Despite the huge time gap separating them, there are many similarities between Delphi and modern prophetic practices. First of all, the reputation of the Oracle became firmly established in the minds of people. This is key to any prophetic ministry. The supernatural nature of Delphi was established not only by planting it within the wider Greek mythology, but through the telling of stories far and wide of the Oracle’s powers. Also, the use of a shine filled with vapours and the behaviour of the Oracle would provide visitors with clear evidence that Apollo was at work, much the same as we see from modern charismatic prophets who themselves go into trances, shake, and even roll around the floor under the “power of the Holy Spirit,” behaviour which anthropologists tell us serves to enhance the religious authority of the prophet. Whilst modern prophets don’t use vapours and springs of water, they do make frequent use of lighting and music to make sure the correct atmosphere is established in which they can produce mystical experiences in the minds of onlookers. Crucially, the use of vague (and thus infallible) prophecies is a very common practice, not only amongst modern prophets, but also astrologers and fortune tellers. Lastly, as always, there’s the small matter of financial contributions. The advice of the gods is rarely free, and the exchange of money – sometimes quite significant sums – adds to the impression that this ministry is a highly valuable thing.

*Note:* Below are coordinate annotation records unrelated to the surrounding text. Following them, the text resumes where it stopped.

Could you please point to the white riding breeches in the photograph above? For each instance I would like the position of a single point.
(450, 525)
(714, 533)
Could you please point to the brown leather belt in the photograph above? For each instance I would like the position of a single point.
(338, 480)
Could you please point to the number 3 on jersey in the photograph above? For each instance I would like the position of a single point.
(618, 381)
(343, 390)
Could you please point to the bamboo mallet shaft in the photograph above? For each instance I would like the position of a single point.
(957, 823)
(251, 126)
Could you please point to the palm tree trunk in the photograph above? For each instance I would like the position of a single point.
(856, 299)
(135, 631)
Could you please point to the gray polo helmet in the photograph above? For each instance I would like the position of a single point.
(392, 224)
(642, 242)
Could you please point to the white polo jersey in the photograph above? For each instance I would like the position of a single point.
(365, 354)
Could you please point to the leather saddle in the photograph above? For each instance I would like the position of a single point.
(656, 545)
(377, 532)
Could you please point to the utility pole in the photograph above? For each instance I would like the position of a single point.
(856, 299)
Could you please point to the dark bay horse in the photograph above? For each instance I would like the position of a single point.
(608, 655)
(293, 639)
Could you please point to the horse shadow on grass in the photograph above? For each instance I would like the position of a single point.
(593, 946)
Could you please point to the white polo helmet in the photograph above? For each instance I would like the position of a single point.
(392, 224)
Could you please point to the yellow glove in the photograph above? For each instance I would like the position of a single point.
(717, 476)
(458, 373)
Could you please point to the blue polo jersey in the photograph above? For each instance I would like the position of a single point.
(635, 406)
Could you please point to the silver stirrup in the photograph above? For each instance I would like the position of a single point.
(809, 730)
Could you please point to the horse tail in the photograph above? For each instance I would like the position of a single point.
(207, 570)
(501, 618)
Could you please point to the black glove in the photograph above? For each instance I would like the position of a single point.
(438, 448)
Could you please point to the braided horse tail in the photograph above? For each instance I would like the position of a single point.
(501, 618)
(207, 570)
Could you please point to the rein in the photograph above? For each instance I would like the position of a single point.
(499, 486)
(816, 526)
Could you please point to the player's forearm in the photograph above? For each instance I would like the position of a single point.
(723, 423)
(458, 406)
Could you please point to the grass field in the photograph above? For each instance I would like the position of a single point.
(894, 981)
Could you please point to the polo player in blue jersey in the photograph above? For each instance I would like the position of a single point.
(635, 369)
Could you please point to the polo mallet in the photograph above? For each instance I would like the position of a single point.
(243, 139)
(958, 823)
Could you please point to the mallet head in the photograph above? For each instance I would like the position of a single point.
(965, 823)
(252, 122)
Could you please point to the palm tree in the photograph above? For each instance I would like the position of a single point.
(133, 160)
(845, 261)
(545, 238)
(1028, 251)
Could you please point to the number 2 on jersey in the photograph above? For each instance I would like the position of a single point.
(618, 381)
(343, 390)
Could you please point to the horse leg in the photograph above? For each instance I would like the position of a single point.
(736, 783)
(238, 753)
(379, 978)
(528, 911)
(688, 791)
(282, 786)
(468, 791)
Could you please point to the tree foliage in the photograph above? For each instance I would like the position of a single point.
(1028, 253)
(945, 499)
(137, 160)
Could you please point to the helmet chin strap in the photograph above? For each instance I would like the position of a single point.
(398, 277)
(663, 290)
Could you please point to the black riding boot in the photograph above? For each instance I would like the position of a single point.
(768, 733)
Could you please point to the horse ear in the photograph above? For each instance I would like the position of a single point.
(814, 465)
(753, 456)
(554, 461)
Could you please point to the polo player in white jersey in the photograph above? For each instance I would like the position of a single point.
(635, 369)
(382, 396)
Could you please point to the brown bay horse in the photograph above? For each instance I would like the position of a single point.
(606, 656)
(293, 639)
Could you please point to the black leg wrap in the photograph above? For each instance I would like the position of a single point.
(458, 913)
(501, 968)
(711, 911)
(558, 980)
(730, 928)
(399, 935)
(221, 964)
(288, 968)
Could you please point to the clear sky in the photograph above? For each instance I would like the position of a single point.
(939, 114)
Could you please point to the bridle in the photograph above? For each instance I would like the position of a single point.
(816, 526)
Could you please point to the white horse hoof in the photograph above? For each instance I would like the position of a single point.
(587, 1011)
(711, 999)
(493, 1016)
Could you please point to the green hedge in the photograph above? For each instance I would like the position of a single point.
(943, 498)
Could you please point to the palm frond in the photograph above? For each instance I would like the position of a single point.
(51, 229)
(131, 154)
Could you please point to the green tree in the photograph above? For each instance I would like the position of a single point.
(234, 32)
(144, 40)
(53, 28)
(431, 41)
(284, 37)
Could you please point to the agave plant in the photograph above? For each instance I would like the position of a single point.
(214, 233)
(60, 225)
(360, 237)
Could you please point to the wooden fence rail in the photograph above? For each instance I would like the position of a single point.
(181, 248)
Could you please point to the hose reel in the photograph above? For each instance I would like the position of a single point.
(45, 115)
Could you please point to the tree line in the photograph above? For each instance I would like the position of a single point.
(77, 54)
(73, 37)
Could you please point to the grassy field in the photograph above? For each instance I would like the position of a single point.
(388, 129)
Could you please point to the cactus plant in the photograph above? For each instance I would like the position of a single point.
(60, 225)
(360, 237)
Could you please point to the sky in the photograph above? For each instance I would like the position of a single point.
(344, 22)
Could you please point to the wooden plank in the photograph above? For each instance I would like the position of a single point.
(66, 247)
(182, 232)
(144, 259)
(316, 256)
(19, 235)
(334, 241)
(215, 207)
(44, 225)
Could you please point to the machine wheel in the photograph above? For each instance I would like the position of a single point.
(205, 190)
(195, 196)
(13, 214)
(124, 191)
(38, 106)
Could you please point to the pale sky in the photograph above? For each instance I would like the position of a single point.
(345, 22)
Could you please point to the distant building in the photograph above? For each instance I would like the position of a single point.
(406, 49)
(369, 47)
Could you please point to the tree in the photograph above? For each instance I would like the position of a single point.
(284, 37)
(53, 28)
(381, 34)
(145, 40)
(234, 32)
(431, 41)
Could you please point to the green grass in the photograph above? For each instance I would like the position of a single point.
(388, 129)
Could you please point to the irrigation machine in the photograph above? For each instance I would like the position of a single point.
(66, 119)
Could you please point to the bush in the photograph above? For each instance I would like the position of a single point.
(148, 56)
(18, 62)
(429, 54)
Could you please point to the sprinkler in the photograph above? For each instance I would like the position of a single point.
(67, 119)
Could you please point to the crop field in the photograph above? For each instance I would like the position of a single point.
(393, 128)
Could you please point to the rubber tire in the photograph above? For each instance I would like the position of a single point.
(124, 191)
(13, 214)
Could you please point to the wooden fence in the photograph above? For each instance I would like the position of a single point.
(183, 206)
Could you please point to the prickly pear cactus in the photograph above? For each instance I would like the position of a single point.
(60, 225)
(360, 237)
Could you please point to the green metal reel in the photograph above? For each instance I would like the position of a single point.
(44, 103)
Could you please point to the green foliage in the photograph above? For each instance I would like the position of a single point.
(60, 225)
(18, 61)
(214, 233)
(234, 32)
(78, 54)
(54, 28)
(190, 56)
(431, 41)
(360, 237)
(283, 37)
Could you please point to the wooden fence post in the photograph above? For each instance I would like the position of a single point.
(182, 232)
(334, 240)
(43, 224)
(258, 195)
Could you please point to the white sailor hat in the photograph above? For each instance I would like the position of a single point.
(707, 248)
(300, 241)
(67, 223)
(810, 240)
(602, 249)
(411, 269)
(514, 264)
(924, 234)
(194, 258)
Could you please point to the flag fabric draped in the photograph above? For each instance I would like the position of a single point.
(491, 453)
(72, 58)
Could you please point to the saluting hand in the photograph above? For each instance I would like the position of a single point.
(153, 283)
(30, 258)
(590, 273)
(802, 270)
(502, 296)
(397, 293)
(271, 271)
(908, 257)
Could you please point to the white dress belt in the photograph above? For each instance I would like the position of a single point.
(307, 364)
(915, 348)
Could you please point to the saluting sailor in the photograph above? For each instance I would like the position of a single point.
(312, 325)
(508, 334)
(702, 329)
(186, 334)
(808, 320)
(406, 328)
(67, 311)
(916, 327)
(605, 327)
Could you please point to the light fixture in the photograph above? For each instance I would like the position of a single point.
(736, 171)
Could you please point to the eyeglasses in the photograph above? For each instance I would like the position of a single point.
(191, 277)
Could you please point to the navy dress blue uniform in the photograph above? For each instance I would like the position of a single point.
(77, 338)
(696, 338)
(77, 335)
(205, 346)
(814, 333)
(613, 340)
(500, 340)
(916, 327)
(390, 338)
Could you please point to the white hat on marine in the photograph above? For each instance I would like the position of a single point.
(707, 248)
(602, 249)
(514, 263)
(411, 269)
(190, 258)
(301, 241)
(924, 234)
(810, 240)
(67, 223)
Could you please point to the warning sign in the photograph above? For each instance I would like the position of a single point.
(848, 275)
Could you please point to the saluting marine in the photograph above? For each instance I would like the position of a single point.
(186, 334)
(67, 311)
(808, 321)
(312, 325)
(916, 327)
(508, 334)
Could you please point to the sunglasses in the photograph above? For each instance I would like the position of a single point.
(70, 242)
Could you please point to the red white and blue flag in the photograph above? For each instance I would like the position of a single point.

Such features combine to create a very convincing show, as typically the true explanation for the phenomena is not obviously apparent to the casual observer or those caught up in the experience. My comments concerning modern prophecies and tongues-speech are easily found on this website. But what about Delphi? How did they operate? What’s the explanation for what went on there? Were the trances real? Where did the vapours come from? Surely not from the body of serpent?!
Archaeologists have investigated the site of Delphi on numerous occasions and discovered a few peculiar features. The area where the Oracle sat was several meters lower than the rest of the floor. Further, in the 1980’s a group of investigators discovered that the rocks under the temple were oily bituminous limestone and were fractured by two faults that cross underneath the temple. They theorised that methane, ethylene and ethane gas rose through the faults directly into this sunken area of the temple where the Oracle sat. Given the low room with its limited ventilation, the gases would be amplified and induce trances experienced by the Oracle. Significantly, ethylene gas has a sweet smell and Plutarch – who served as a priest – reported that a sweet smell would arise when the Oracle fell into her trance. This gas, in small doses, can indeed cause trance-like or frenzied states of consciousness, as well as changes in the voice of the subject.
This may not be the whole story behind Delphi. Some commentators reckon that in many cases the trances were simply faked by oracles and priests who understood too well the power and influence of their pronouncements and simply manipulated this power for their own ends. Power-crazy, money-grabbing, tongue-speaking priests and prophets misleading the faithful. Some things never change in prophetic ministry.